FAQ

Common questions when browsing leaderboards and trends; repository documentation prevails where deployment differs.

Data-driven FAQ snapshot

Compare usage rate: 0% · detail second-click 0%

Open global rankings to validate models

Are leaderboard scores production evaluations?

Published rankings are generated from pipeline outputs and documented methodology, not vendor marketing claims.

For credible releases, keep the snapshots in src/data/db/site.sqlite synchronized with tasks, weights, dates, and reproducibility notes in Methodology.

Why static sites?

Static HTML favors SEO, time-to-first-byte, and global CDN caching.

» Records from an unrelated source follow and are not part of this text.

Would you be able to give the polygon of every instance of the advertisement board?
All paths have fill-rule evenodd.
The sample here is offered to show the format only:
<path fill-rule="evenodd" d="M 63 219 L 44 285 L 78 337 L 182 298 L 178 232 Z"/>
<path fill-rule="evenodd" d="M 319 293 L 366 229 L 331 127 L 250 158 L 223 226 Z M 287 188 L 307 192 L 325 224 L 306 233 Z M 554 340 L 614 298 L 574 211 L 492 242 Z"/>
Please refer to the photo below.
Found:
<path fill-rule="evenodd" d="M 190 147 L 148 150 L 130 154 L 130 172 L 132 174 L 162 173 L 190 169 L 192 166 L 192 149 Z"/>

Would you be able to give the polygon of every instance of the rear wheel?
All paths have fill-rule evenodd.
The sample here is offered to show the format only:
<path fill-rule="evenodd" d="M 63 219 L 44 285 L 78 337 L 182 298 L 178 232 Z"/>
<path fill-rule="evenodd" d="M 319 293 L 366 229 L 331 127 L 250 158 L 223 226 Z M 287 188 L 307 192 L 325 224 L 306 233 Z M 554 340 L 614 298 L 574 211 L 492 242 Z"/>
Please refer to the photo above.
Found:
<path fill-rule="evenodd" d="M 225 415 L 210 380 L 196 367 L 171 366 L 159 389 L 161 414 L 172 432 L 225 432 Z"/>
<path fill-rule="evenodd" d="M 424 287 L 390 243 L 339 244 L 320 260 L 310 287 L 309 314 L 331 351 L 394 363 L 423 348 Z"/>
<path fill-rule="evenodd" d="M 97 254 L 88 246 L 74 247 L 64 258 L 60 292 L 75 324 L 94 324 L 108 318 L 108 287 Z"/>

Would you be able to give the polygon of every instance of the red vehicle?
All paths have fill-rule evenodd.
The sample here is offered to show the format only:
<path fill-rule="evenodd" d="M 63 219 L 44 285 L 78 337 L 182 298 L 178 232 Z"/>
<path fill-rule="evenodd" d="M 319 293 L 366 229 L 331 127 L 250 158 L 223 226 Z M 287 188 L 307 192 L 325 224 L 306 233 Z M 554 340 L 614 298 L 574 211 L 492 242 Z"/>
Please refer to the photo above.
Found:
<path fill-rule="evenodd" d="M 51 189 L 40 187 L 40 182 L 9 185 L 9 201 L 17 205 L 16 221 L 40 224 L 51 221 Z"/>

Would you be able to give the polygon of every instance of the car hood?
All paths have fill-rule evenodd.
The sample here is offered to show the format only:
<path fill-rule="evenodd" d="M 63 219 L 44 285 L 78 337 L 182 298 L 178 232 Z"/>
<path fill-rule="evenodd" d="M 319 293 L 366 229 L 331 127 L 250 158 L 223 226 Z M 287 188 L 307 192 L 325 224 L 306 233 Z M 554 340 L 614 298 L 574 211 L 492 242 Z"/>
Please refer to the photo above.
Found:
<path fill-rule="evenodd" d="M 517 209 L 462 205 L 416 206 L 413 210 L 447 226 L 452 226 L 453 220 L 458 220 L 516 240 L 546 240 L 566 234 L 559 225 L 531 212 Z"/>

Leaderboards may refresh on a daily or weekly cadence via CI-triggered builds.

Live queries may use read-only edge APIs alongside static snapshots and source citations for auditability.

Does language switching change the current page?

The path outside the locale prefix is preserved (e.g., /zh/model//en/model/) for side-by-side reading.

Untranslated long-form sections may temporarily mirror English or another default—incremental localization.

How to read composite scores?

Composites aggregate metrics after normalization and weighting—useful for overview, inadequate alone for weak-task analysis. Production deployments should publish per-task scores or sub-ranks where applicable.

When mixing public benchmarks, declare versions and missing-cell handling.

How do GitHub trends relate to model leaderboards?

Model and agent boards emphasize capability or task success; GitHub trends emphasize OSS activity—they are complementary.

High star counts do not imply state-of-the-art capability; closed-source or off-GitHub work is excluded from trend statistics.

How to connect an internal eval pipeline?

Typical flow: run evaluators in CI, write boards/datasets into src/data/db/site.sqlite via the data pipeline, trigger Astro build, deploy static output.

Object-storage snapshots require URLs and checksums on the Sources page.

Are outbound links safe?

External links open in a new tab with noopener/noreferrer. Trustworthiness and privacy policies of destination sites are the visitor’s responsibility.

May these tables be embedded or republished?

Upstream data and code licenses apply; republish with Methodology and Sources links and the data date.